Othello at the Delacorte Theater; May 29––June 24; free
Ruben Santiago-Hudson directs the first offering of the Public Theater’s 2018 season of Shakespeare in the Park: the Bard’s fast-paced tragedy of jealousy and misplaced trust. The cast is headed by Chukwudi Iwuji, Corey Stoll and Heather Lind.
“One Hand Clapping” Solomon R. Guggenheim Museum; May 4–Oct 31, $25, seniors (65+) and students with valid ID $18, children under 12 free. Sat 5:45–7:45pm pay what you wish. $25, seniors and students with ID $18, members and children under 12 accompanied by an adult free. Sat 5:45–7:45pm pay what you wish
The latest in a series of commissioned-work exhibitions mounted by The Robert H. N. Ho Family Foundation Chinese Art Initiative, “One Hand Clapping” presents five artists—Duan Jianyu, Wong Ping, Lin Yilin, Cao Fei and Samson Young—whose contributions delve into “the ways in which globalization affects our understanding of the future” through a range of mediums, from painting to VR technology.

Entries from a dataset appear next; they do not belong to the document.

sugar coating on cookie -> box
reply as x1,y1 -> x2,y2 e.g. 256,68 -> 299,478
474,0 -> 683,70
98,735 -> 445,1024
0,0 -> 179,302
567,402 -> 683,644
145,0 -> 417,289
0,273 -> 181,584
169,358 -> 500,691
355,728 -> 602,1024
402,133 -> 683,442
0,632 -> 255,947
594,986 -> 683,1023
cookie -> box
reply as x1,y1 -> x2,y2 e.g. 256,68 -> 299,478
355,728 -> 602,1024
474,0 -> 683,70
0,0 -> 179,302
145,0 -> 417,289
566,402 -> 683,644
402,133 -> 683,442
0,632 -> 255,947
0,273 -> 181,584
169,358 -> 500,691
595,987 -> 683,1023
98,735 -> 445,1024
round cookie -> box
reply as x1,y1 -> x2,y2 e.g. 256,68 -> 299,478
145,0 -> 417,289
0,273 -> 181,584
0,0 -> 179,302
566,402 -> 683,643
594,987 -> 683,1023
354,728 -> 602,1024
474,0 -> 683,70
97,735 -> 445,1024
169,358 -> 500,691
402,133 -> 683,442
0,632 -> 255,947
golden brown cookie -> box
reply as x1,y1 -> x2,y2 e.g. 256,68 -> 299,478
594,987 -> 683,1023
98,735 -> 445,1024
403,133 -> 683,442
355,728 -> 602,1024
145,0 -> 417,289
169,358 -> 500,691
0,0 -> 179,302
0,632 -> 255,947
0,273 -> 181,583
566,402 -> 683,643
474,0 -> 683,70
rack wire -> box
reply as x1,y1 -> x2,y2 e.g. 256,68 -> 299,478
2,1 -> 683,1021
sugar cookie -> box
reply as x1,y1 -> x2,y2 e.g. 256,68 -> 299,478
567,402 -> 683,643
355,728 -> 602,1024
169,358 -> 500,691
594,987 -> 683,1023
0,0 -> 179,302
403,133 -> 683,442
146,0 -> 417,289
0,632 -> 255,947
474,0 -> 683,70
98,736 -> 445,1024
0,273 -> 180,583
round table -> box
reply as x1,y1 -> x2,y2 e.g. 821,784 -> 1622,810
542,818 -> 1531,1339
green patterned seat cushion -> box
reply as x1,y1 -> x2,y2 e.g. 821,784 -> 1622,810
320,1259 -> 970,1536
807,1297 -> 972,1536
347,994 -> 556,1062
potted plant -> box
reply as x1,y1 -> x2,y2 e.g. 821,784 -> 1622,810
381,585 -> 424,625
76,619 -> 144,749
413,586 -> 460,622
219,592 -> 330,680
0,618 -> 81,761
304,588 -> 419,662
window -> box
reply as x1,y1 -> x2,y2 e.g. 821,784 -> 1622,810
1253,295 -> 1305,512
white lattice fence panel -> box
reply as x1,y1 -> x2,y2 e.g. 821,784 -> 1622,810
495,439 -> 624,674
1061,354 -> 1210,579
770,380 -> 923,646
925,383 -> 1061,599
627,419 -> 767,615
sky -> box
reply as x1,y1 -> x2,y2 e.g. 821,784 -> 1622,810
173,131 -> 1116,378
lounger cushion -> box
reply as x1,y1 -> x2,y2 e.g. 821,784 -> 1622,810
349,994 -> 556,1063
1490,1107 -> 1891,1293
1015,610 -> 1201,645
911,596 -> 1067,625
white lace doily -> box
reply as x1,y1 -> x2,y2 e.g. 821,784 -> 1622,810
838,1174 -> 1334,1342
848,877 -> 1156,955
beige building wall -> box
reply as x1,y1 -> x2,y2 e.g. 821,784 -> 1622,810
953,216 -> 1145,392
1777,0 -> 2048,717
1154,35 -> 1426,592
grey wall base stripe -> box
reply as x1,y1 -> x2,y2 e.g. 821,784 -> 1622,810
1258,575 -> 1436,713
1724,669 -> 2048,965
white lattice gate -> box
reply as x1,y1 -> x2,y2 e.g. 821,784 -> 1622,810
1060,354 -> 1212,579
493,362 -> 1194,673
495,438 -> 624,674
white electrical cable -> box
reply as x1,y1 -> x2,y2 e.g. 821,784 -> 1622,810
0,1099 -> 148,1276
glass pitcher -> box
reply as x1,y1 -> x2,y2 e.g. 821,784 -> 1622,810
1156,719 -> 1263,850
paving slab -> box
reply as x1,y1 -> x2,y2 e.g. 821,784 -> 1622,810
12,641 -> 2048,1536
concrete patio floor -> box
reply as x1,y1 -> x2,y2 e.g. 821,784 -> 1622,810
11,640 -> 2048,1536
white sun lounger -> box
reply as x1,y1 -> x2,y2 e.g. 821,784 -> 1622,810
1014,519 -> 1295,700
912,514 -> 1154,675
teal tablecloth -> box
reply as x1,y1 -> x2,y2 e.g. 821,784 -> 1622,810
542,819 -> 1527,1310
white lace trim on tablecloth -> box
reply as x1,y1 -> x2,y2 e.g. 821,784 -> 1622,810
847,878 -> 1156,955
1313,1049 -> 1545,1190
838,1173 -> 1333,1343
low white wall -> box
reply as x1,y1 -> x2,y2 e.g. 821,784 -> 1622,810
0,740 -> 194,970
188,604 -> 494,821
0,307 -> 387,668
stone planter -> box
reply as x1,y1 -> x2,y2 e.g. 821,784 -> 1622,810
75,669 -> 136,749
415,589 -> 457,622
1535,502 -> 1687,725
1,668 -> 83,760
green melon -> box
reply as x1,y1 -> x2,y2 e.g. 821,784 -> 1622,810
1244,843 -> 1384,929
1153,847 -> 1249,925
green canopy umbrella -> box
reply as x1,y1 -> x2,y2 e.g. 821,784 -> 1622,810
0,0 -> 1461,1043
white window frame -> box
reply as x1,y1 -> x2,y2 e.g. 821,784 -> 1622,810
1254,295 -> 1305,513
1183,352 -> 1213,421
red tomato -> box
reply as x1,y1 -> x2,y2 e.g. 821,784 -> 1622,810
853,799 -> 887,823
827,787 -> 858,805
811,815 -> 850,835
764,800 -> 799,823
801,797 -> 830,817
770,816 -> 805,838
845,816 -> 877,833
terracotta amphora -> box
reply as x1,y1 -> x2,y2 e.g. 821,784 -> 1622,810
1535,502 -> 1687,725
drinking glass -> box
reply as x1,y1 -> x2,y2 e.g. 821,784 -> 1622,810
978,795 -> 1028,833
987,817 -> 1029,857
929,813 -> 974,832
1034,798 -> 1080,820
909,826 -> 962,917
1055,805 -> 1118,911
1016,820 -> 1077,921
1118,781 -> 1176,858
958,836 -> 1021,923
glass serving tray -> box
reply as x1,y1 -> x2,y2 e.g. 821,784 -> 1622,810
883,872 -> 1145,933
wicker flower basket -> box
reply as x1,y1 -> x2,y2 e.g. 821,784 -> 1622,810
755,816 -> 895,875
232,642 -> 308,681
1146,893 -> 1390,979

“Anna Boghiguian: The Loom of History” New Museum; May 2–Aug 19, $16, seniors $14, students $10, children under 18 free. Thu 7–9pm pay as you wish with a suggested minimum of $2
Painting, drawing, writing, collage and sculpture, rendered in raw expressionistic fashion, are all part of the mix in the work of this Armenian-Egyptian artist whose solo exhibition at the New Museum marks her first in the United States. An inveterate traveller, Boghiguian often uses the history of the places she visits to address topics like war and revolution, and her own sense of being an outsider.
“Anselm Kiefer: Uraeus” Rockefeller Center Channel Gardens; May 2–July 22, free
Nietzsche’s notions about the will to power, the death of God and the Übermensch or Superman provide partial inspiration for Kiefer’s Uraeus, his first-ever public art commission in the United States. Standing 20-feet tall, the work features some of the German artist’s signature materials (lead sheeting) and motifs (books, wings) in a paean to classical mythology.
“Diana Al-Hadid: Delirious Matter” Madison Square Park; May 14–Sept 3, free
The sculptures of Syrian-born Brooklyn artist Diana Al-Hadid are known for commenting on history, globalism and the human condition through a haunting mix of fragmentary figuration and abstraction. “Delirious Matter” represents the artist’s first major public art project and comprises six new installations spread out over Madison Square Park.
“Adrian Piper: A Synthesis of Intuitions, 1965–2016” Museum of Modern Art (MoMA); Through July 22, $25, seniors $18, students $14, children under 16 free. For discounts, order tickets in advance at moma.org. Fri 4–8pm free. Film tickets free with museum admission; screenings-only admission $12, seniors $10, students $8, children under 16 free
MoMA mounts the first comprehensive survey of Piper, a hugely influential African-American conceptualist who was one of the first artists to tackle the subjects of gender and race.